À ces préfaces, avant-propos, fragmens de correspondances et dédicaces, je voudrais joindre les pages sur le théâtre anglais signées du pseudonyme Jérôme Carré (1761), les notes accompagnant la traduction en vers libres de Jules César (1762) et son hommage à l’Académie française mis en tête de sa tragédie d’Irène (1778), le tout formerait un volume à part, et l’on aurait ainsi le répertoire complet des diatribes de Voltaire sur Shakspeare. Un pareil extrait, fort piquant d’ailleurs comme vocabulaire d’injures et petit catéchisme de poche, porterait avec lui sa moralité, et l’on

  1. La réputation d’Homère est déclarée par lui un paradoxe ! et, parlant de la Divine Comédie, il trouve qu’il y a « dans cet énorme ouvrage une trentaine de vers qui ne dépareraient pas l’Arioste. »

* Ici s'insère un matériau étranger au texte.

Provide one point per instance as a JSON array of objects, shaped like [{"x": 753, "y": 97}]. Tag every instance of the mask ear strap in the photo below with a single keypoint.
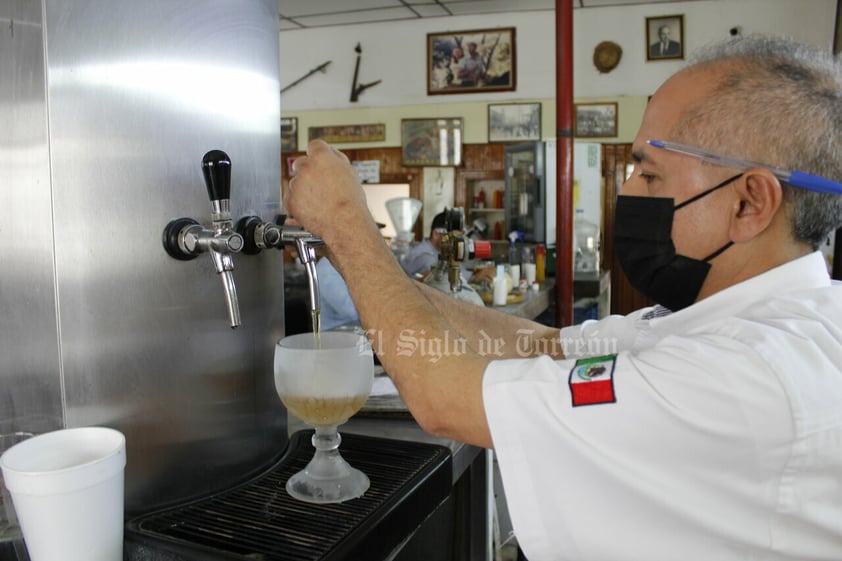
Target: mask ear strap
[
  {"x": 717, "y": 252},
  {"x": 709, "y": 191}
]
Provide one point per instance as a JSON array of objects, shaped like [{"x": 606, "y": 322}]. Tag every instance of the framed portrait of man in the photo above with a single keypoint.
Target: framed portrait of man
[{"x": 665, "y": 38}]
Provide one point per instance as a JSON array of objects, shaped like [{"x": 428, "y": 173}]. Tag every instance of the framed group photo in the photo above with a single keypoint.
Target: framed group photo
[
  {"x": 431, "y": 142},
  {"x": 472, "y": 61},
  {"x": 665, "y": 38},
  {"x": 514, "y": 122},
  {"x": 348, "y": 133},
  {"x": 595, "y": 120}
]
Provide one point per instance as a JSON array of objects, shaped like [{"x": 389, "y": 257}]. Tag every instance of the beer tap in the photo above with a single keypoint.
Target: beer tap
[
  {"x": 457, "y": 246},
  {"x": 185, "y": 238},
  {"x": 259, "y": 235},
  {"x": 453, "y": 247}
]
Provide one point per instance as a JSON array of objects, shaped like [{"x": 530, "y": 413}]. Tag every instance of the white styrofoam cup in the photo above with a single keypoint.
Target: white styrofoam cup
[{"x": 68, "y": 491}]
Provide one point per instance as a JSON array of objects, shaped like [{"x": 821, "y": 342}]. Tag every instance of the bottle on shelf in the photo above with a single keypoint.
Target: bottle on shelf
[
  {"x": 480, "y": 202},
  {"x": 540, "y": 263},
  {"x": 586, "y": 244}
]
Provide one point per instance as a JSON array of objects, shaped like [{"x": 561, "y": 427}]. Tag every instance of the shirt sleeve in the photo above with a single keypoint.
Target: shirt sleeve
[{"x": 672, "y": 430}]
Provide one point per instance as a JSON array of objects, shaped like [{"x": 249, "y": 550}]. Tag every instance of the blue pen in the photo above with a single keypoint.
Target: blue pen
[{"x": 794, "y": 178}]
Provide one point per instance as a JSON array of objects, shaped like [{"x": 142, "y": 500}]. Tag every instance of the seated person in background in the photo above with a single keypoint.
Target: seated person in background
[
  {"x": 336, "y": 306},
  {"x": 423, "y": 256},
  {"x": 708, "y": 427}
]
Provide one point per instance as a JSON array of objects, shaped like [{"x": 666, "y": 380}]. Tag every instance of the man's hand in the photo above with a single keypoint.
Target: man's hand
[{"x": 324, "y": 194}]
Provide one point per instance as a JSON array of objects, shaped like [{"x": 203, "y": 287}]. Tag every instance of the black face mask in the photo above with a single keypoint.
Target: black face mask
[{"x": 643, "y": 243}]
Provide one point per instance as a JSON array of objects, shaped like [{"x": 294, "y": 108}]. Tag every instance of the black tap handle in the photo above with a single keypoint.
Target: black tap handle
[{"x": 216, "y": 167}]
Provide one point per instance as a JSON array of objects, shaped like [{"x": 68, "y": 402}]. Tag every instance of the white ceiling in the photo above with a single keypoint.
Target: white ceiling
[{"x": 303, "y": 14}]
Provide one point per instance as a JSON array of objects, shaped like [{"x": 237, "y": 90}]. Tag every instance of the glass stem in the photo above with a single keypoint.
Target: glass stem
[{"x": 326, "y": 439}]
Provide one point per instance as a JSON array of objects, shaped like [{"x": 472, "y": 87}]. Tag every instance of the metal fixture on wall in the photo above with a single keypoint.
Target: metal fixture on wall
[{"x": 185, "y": 239}]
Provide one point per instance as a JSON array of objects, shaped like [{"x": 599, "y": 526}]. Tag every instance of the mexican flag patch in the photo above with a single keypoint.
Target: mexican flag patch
[{"x": 592, "y": 381}]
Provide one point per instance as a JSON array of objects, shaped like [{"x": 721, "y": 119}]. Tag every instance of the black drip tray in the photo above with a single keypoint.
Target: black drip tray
[{"x": 258, "y": 520}]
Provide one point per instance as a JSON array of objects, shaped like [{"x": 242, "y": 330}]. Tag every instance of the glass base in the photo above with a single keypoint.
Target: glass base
[{"x": 328, "y": 478}]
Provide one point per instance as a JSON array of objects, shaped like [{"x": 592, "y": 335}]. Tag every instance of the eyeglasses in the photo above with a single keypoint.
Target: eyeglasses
[{"x": 794, "y": 178}]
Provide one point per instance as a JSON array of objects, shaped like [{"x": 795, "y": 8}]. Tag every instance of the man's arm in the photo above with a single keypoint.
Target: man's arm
[{"x": 444, "y": 395}]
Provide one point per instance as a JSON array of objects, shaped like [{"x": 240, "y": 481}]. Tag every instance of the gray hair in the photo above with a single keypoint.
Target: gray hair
[{"x": 780, "y": 103}]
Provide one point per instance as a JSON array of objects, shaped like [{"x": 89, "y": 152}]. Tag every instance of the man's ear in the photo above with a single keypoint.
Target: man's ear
[{"x": 759, "y": 198}]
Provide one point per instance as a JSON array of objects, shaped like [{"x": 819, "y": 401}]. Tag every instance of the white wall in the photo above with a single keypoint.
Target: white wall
[{"x": 396, "y": 51}]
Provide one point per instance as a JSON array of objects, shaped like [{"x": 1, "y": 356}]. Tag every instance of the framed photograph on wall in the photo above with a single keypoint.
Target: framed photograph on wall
[
  {"x": 289, "y": 134},
  {"x": 665, "y": 38},
  {"x": 431, "y": 142},
  {"x": 479, "y": 60},
  {"x": 514, "y": 122},
  {"x": 595, "y": 120}
]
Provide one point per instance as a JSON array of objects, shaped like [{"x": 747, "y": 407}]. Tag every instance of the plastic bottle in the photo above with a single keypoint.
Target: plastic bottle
[
  {"x": 586, "y": 243},
  {"x": 515, "y": 256},
  {"x": 540, "y": 263}
]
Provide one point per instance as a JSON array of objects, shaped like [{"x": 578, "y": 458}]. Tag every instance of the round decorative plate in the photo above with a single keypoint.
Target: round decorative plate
[{"x": 606, "y": 56}]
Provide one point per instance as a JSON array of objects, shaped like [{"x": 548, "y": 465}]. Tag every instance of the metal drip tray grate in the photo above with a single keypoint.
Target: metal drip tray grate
[{"x": 258, "y": 520}]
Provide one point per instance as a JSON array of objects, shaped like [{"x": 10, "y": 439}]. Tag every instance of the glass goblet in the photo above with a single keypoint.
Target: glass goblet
[{"x": 323, "y": 380}]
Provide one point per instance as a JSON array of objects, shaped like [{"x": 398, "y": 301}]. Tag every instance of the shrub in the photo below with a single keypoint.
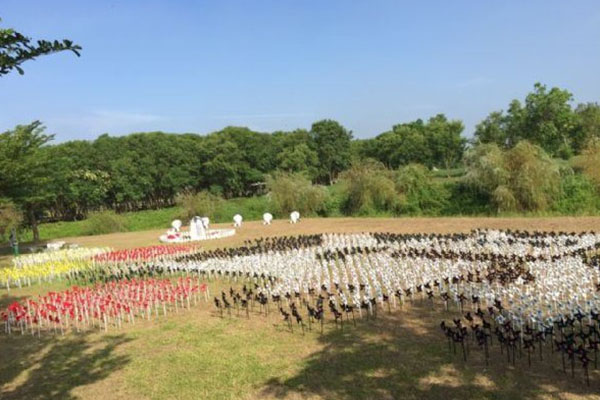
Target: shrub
[
  {"x": 293, "y": 192},
  {"x": 589, "y": 162},
  {"x": 369, "y": 188},
  {"x": 199, "y": 204},
  {"x": 577, "y": 195},
  {"x": 104, "y": 222},
  {"x": 421, "y": 193}
]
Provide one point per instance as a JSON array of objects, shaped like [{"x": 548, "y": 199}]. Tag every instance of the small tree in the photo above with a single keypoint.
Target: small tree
[{"x": 10, "y": 218}]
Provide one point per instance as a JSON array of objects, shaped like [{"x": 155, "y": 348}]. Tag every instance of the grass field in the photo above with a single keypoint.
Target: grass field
[{"x": 195, "y": 354}]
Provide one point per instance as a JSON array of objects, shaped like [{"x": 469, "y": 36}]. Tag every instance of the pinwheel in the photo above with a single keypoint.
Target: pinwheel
[
  {"x": 100, "y": 306},
  {"x": 45, "y": 267}
]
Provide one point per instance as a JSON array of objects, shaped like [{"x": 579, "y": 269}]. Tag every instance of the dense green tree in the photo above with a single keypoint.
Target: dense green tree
[
  {"x": 332, "y": 143},
  {"x": 25, "y": 173},
  {"x": 546, "y": 119},
  {"x": 16, "y": 48},
  {"x": 436, "y": 143}
]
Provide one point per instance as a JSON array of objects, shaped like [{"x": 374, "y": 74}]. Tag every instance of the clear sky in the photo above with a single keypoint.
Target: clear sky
[{"x": 197, "y": 66}]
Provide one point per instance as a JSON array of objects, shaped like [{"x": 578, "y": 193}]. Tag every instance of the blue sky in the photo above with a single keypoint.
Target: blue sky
[{"x": 197, "y": 66}]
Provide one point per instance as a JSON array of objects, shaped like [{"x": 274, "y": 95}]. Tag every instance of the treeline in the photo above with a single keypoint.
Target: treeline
[{"x": 66, "y": 181}]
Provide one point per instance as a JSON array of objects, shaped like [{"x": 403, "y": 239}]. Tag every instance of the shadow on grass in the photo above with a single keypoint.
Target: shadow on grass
[
  {"x": 405, "y": 356},
  {"x": 50, "y": 367}
]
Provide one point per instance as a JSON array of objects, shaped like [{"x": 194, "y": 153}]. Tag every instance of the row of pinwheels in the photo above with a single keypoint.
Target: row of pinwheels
[
  {"x": 46, "y": 267},
  {"x": 102, "y": 306}
]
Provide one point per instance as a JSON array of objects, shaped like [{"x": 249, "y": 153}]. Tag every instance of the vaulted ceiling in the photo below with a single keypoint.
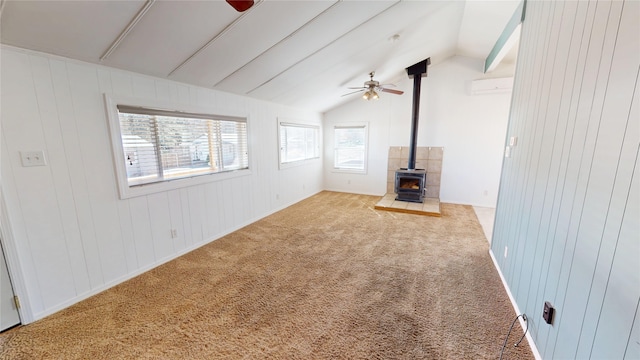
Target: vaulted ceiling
[{"x": 303, "y": 53}]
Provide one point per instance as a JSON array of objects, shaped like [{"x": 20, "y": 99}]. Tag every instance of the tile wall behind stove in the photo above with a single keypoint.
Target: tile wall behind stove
[{"x": 427, "y": 157}]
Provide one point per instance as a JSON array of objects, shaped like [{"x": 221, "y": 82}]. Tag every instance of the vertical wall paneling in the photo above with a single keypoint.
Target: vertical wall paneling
[
  {"x": 57, "y": 159},
  {"x": 142, "y": 235},
  {"x": 523, "y": 156},
  {"x": 105, "y": 81},
  {"x": 73, "y": 150},
  {"x": 608, "y": 194},
  {"x": 542, "y": 141},
  {"x": 175, "y": 215},
  {"x": 160, "y": 223},
  {"x": 197, "y": 213},
  {"x": 187, "y": 230},
  {"x": 214, "y": 208},
  {"x": 18, "y": 227},
  {"x": 568, "y": 204},
  {"x": 36, "y": 187},
  {"x": 73, "y": 236},
  {"x": 97, "y": 160}
]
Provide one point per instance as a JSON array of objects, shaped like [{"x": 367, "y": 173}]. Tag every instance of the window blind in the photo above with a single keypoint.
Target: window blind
[{"x": 161, "y": 145}]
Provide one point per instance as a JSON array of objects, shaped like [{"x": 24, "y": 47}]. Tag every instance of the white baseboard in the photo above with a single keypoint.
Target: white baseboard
[{"x": 532, "y": 344}]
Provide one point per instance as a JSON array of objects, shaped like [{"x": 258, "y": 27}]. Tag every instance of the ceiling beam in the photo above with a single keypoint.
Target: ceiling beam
[
  {"x": 128, "y": 29},
  {"x": 216, "y": 37},
  {"x": 509, "y": 37}
]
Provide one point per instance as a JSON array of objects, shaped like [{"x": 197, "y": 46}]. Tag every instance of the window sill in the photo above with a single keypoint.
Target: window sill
[{"x": 127, "y": 192}]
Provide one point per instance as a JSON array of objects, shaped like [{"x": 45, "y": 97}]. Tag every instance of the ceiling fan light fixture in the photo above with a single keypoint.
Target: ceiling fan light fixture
[{"x": 240, "y": 5}]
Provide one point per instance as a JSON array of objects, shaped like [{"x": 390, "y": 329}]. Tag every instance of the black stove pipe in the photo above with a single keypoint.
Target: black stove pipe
[{"x": 419, "y": 69}]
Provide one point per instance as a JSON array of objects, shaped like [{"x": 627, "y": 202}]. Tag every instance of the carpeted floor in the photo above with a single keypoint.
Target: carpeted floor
[{"x": 327, "y": 278}]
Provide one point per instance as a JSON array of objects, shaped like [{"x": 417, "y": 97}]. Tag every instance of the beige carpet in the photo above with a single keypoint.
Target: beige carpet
[{"x": 327, "y": 278}]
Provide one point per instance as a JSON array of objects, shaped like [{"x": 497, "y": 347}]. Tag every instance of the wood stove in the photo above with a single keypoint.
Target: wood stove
[{"x": 410, "y": 182}]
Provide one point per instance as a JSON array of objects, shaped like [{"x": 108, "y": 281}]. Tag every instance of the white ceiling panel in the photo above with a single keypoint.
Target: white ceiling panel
[
  {"x": 264, "y": 25},
  {"x": 369, "y": 44},
  {"x": 320, "y": 32},
  {"x": 435, "y": 37},
  {"x": 293, "y": 52},
  {"x": 77, "y": 29},
  {"x": 169, "y": 33}
]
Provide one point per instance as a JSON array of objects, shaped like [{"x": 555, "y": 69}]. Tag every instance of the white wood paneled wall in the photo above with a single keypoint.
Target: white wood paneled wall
[
  {"x": 569, "y": 195},
  {"x": 72, "y": 234}
]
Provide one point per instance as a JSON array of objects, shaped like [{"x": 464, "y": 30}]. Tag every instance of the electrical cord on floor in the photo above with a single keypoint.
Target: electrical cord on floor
[{"x": 524, "y": 317}]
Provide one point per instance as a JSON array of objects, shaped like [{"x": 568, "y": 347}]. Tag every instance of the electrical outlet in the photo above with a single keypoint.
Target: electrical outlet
[
  {"x": 33, "y": 158},
  {"x": 547, "y": 313}
]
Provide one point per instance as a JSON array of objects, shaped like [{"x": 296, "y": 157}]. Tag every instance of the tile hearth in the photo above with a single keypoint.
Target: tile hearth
[{"x": 430, "y": 207}]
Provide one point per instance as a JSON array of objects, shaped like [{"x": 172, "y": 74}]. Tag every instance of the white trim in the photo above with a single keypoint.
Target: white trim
[
  {"x": 13, "y": 264},
  {"x": 523, "y": 325},
  {"x": 125, "y": 191}
]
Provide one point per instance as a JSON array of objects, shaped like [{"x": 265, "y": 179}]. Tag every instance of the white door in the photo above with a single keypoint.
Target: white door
[{"x": 8, "y": 312}]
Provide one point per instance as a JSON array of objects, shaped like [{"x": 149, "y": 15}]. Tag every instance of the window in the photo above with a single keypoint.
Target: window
[
  {"x": 298, "y": 142},
  {"x": 155, "y": 147},
  {"x": 350, "y": 147}
]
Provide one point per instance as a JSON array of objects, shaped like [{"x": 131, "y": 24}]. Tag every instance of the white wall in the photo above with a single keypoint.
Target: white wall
[
  {"x": 71, "y": 235},
  {"x": 471, "y": 128}
]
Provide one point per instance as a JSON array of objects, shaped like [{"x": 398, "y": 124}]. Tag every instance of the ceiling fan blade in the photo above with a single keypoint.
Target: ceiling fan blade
[
  {"x": 353, "y": 92},
  {"x": 241, "y": 5},
  {"x": 392, "y": 91}
]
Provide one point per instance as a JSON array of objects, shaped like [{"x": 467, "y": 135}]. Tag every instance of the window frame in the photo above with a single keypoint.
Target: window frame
[
  {"x": 293, "y": 123},
  {"x": 352, "y": 125},
  {"x": 117, "y": 150}
]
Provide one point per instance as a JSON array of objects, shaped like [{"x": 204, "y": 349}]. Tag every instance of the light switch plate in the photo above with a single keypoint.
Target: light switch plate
[{"x": 33, "y": 158}]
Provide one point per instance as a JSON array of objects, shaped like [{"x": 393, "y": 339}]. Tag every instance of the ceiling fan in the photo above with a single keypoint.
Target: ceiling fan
[
  {"x": 372, "y": 87},
  {"x": 240, "y": 5}
]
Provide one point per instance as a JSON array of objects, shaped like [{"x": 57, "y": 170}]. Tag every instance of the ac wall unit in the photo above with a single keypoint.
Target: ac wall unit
[{"x": 491, "y": 86}]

  2. Autre part il envoie Euripide et Sophocle à l’école de Racine pour s’y instruire dans l’art de faire une bonne exposition de tragédie. « Je maintiens que Sophocle et Euripide eussent regardé la première scène de Bajazet comme une école où ils auraient profité. On admire Sophocle, mais combien de nos bons auteurs ont-ils des traits de maître que Sophocle eût fait gloire d’imiter ! »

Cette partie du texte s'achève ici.